I have a Kafka topic with messages from my firewall in JSON-format. Every message has a field "message" which is comma-separated value:
{
"@timestamp": 1690745699,
"pri": "14",
"time": "Jul 30 19:34:59",
"ident": "FIREWALL",
"message": "aa,bb,cc,dd"
}
I want to delimit this value in another stream to get such result:
ksql> select * from CONVERT_FROM_PALOALTO_SER;
+--------------------------------------------+--------------------------------------------+--------------------------------------------+--------------------------------------------+
|FIRST |SECOND |THIRD |FOURTH |
+--------------------------------------------+--------------------------------------------+--------------------------------------------+--------------------------------------------+
|aa |bb |cc |dd |
So, I create first stream with only one field - message:
CREATE STREAM CONVERT_FROM_FIREWALL ( message string) WITH (KAFKA_TOPIC='from-syslog-firewall', VALUE_FORMAT='JSON');
ksql> select * from CONVERT_FROM_FIREWALL limit 1;
+MESSAGE
|+-|aa,bb,cc,dd
Next, I create stream which writes only value without field:
CREATE STREAM CONVERT_FROM_FIREWALL_DELIMITED WITH (VALUE_FORMAT='DELIMITED', KAFKA_TOPIC='from-syslog-firewall_delimited') AS SELECT * FROM CONVERT_FROM_FIREWALL;
In Kafka i see the message in double quotes:
Then i create third stream:
CREATE STREAM CONVERT_FROM_FIREWALL_SER ( first string, second string, third string, fourth string)

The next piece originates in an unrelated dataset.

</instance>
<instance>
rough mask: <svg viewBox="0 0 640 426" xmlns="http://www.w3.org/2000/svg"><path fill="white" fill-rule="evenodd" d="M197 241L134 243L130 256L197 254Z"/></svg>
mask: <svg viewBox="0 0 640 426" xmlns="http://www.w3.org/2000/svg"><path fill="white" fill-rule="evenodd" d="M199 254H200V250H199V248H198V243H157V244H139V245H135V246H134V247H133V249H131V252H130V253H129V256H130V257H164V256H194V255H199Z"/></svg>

WITH (KAFKA_TOPIC='from-syslog-firewall_delimited', VALUE_FORMAT='DELIMITED', VALUE_DELIMITER=',');
But when new message appears in Kafka, i get ksqldb error:
Caused by: org.apache.kafka.common.errors.SerializationException: Column count mismatch on deserialization. topic: from-syslog-firewall_delimited, expected: 4, got: 1
It should be mentioned, that if i send message to kafka without quotes, there are no errors in ksqldb and stream gets value from topic:
ksql> select * from CONVERT_FROM_FIREWALL_SER;
+--------------------------------------------+--------------------------------------------+--------------------------------------------+--------------------------------------------+
|FIRST |SECOND |THIRD |FOURTH |
+--------------------------------------------+--------------------------------------------+--------------------------------------------+--------------------------------------------+
|aa |bb |cc |dd |
How should I deal with this kind of a problem? What am I doing wrong?
For my case, changing value_format to KAFKA helped:
CREATE STREAM CONVERT_FROM_FIREWALL_DELIMITED WITH (VALUE_FORMAT='KAFKA', KAFKA_TOPIC='from-syslog-firewall_delimited') AS SELECT * FROM CONVERT_FROM_FIREWALL;
With this format, messages get to topic without double quotes.